Looking for some advice. My PC is usually a Windows Box with 16gb ram… have had some workflows that have used us the heap and processing slows down. I figured if I run Lubuntu or Archlinux the OS would have a smaller footprint and I could have more RAM available.
Is Knime as stable or more on Linux? will I gain performance from lower overhead from OS (RAM and CPU?)
Is it worth it to setup a dual boot? Anything to be aware of?
KNIME AP runs well on Linux and Windows. If you have a setup that allows you to give it more Memory then this can improve processing times, depending on what kind of nodes you are using and what is the performance bottleneck. Before you set up the dualboot though, have you tried out the columnar table backend? That should give you a significant performance increase, and we would love to hear your feedback on it. https://www.knime.com/blog/improved-performance-with-new-table-backend
Perhaps my workflow is not complex enough or I am bottlenecked by something else. I had 4.3M rows of data but only 20 columns anywhere in the process. Using the regular table and new table back (auto) and manual settings to prioritize performance and increase cache size… yielded virtually the same times (except when I allocated more cache than available RAM ). 11min for all except for the over allocation.
I think my bottleneck is in the Decompose Signal Component inside a Loop… not sure if the backend should help with this.
Here is a temporary link to the workflow (incomplete)… I’ll delete in a week.
Hi @gab1one, Parallel Chunk Start seems very interesting but I’m not sure how to use in my scenario… Currently, I am using a Group Loop Start as I need to process all rows with a certain ID to group for the Time Series by store. Ideally, I would want to process in parallel each group but the Parallel Chunk Start doesn’t have a group function and can only use # of rows. Is there a node that does this? If no, I’d like to add this as a feature request.
How I achieve something similar: I make a list of groups, use the parallel loop chunks, and then I do a reference row filter in the begining of the chunk to get only records specific to a group. This is basically the same as it would be with a parallel group chunking loop.
Thanks so much for the suggestion. If I understand correctly this may not work for me as one of the last steps of the look is a “group by” node to sum and aggregate the calculated values. Now having said that maybe I should have a loop inside a loop so I move the group by to the outer loop? and the inner loop has the parallel loop start… hmm… will have to try it.
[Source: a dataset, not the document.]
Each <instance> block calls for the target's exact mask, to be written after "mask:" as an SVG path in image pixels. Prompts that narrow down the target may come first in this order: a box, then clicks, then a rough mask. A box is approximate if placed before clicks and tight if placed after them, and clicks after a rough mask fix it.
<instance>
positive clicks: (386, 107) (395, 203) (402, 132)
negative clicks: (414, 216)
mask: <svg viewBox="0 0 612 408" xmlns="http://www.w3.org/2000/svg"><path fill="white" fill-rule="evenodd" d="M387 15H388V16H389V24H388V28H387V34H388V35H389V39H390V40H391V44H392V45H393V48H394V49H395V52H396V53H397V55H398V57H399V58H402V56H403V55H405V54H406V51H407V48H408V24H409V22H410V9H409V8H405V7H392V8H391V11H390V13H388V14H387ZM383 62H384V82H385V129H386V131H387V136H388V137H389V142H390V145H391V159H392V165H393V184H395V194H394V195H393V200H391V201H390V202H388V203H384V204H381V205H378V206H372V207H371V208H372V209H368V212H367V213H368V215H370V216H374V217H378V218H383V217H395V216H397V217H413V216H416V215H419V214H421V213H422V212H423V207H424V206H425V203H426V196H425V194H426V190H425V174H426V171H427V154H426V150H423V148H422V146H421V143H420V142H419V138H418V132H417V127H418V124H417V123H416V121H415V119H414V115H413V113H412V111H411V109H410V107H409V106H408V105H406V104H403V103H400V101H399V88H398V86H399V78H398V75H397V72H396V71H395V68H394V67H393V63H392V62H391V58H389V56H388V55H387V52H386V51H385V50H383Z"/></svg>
Learning by doing is probably the best approach albeit the complications start with setting everything up correctly. Be prepared to require a lot of time just for that. I mean it all depends if the looping performance negtivley affects your work, if you can just run it in the background, not much of an issue.
Also it only makes sense that whatever you are calculating is just basic math or an according library is available in python.